6. Unlawfully discriminate in the practice of law, including in hiring, promoting or otherwise determining conditions of employment, on the basis of age, race, creed, color, national origin, sex, disability, marital status, or sexual orientation. Where there is a tribunal with jurisdiction to hear a complaint, if timely brought, other than a Departmental Disciplinary Committee, a complaint based on unlawful discrimination shall be brought before such tribunal in the first instance. A certified copy of a determination by such a tribunal, which has become final and enforceable, and as to which the right to judicial or appellate review has been exhausted, finding that the lawyer has engaged in an unlawful discriminatory practice shall constitute prima facie evidence of professional misconduct in a disciplinary proceeding.
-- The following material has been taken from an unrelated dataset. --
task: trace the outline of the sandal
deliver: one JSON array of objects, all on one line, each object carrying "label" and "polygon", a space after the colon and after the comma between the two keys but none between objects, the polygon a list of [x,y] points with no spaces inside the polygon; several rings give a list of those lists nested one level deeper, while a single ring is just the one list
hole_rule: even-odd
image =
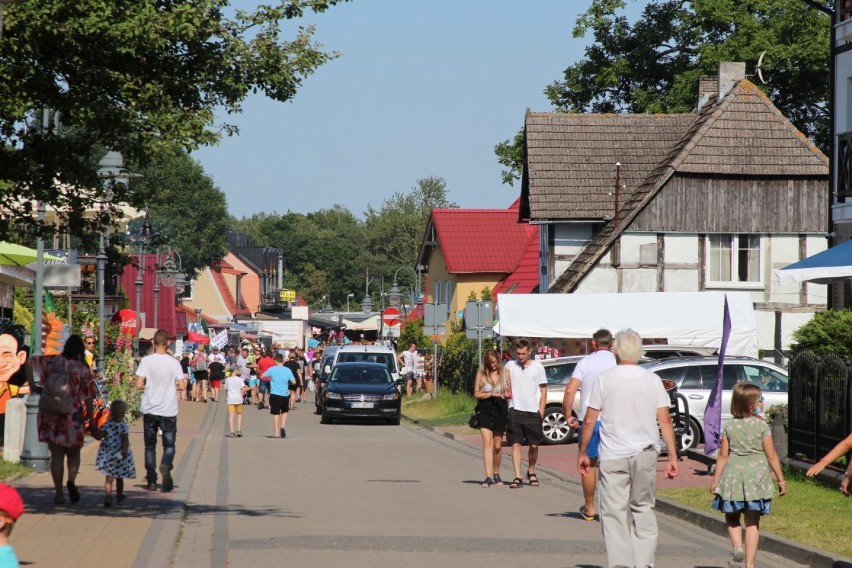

We have seen bars block admission for people with racist views in the past, as with the Nathan Hale case. The question is where to draw such a line on racist or offensive or intolerant views.
The basis for terminating the lease is equally problematic if based on the political views of a tenant, though a commercial space there is likely fewer regulatory protections. I am assuming that Schlossberg is an at-will or monthly tenant but it is still uncommon to see a termination for the exercise of free speech, even offensive speech. The landlord could view Schlossberg as so controversial that his presence could threaten the operation or access at the building.
His website says that he handles business and commercial law in New York. He has an impressive resume. He earned his Bachelor of Arts Degree in English from The Johns Hopkins University and his Juris Doctorate Degree from the George Washington University Law School. Notably, he studied in Spain and knows Spanish.
Like most people, I find Schlossberg’s statements to be deeply troubling and offensive. Of course, nothing protects Schlossberg from public criticism for his offensive speech, including those who want nothing to do with him as a lawyer. However, as a free speech advocate, I am concerned about lease terminations and disbarment proceedings based entirely on the unpopularity of speech. The First Amendment protects us against government speech regulation. Yet, the termination of a lease or a disbarment proceeding raise contractual and policy concerns over when people can be evicted or denied a livelihood over the use of free speech.
Where should the line be drawn in such cases?